Was ist von den deutschen Teilnehmern zu erwarten?
Während US-Präsident Biden fernbleibt – ebenso wie krankheitsbedingt auch Papst Franziskus, der eigentlich als erstes katholisches Kirchenoberhaupt an der Weltklimakonferenz teilnehmen wollte –, fliegen aus Deutschland neben Kanzler Olaf Scholz die Ministerinnen Annalena Baerbock (Außen), Svenja Schulze (Entwicklung) und Steffi Lemke (Umwelt) sowie Klimaschutzminister Robert Habeck und Landwirtschaftsminister Cem Özdemir an den Persischen Golf, zudem Staatsministerin Morgan und mehr als 250 weitere Regierungsmitarbeiter. Mit Blick auf die CO2-Bilanz der Reisen und die womöglich dürftigen Ergebnisse sorgte das bereits vor Abflug für scharfe Kritik der CDU.

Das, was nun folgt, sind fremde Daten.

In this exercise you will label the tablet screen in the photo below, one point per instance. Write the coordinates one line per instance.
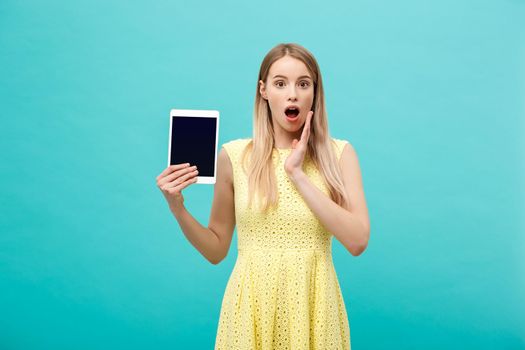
(193, 141)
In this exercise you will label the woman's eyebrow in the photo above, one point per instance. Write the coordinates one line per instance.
(282, 76)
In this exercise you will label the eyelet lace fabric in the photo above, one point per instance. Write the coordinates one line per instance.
(283, 292)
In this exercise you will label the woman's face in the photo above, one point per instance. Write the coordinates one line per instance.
(289, 90)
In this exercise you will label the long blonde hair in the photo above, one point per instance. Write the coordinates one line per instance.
(261, 175)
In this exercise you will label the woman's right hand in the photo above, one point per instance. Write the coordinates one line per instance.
(173, 180)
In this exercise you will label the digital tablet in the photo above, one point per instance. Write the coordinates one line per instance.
(194, 136)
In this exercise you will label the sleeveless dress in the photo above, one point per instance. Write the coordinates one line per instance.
(283, 292)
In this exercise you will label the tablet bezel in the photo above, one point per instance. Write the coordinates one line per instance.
(197, 114)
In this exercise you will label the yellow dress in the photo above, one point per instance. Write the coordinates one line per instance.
(283, 292)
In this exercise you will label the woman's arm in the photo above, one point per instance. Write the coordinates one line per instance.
(351, 225)
(214, 241)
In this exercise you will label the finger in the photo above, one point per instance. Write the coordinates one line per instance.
(181, 179)
(184, 185)
(172, 168)
(177, 174)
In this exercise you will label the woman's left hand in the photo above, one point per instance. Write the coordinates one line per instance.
(294, 162)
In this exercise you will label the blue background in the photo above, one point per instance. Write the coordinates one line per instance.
(430, 93)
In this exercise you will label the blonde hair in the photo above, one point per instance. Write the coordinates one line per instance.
(261, 175)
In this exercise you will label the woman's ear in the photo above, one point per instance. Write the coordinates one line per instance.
(262, 89)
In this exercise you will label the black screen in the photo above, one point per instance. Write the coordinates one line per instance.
(193, 141)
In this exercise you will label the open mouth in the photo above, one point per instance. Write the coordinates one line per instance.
(292, 112)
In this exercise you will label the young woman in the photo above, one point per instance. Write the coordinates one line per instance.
(289, 189)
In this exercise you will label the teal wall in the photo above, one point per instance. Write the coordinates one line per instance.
(430, 93)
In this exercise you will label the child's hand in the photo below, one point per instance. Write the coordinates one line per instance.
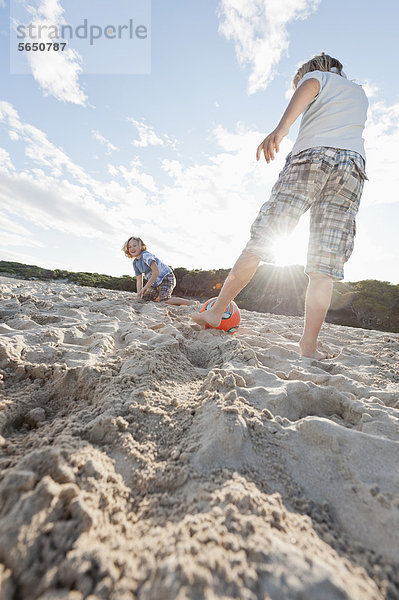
(271, 143)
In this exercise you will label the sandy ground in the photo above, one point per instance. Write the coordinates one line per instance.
(143, 458)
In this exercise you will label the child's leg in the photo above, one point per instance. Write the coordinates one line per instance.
(237, 279)
(318, 298)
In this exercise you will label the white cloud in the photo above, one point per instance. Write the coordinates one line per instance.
(57, 73)
(109, 147)
(382, 149)
(5, 160)
(147, 135)
(259, 31)
(200, 219)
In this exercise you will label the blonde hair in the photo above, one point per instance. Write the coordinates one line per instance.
(126, 244)
(321, 62)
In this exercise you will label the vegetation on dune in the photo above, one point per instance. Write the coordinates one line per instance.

Aber selbst Gipfel-Kritikerin Kemfert sagt: „Diese Klimakonferenz ist vermutlich vergeudet. Dennoch ist es wichtig, dass sie stattfindet. Es müssen alle Anstrengungen unternommen werden, um globalen Klimaschutz voranzubringen.“ Und Greenpeace-Chef Kaiser drängt Scholz, sich in Dubai mit einer „Koalition der progressiven Länder“ den Öl- und Gas-Ländern entgegenzustellen und für konkrete Beschlüsse zu kämpfen.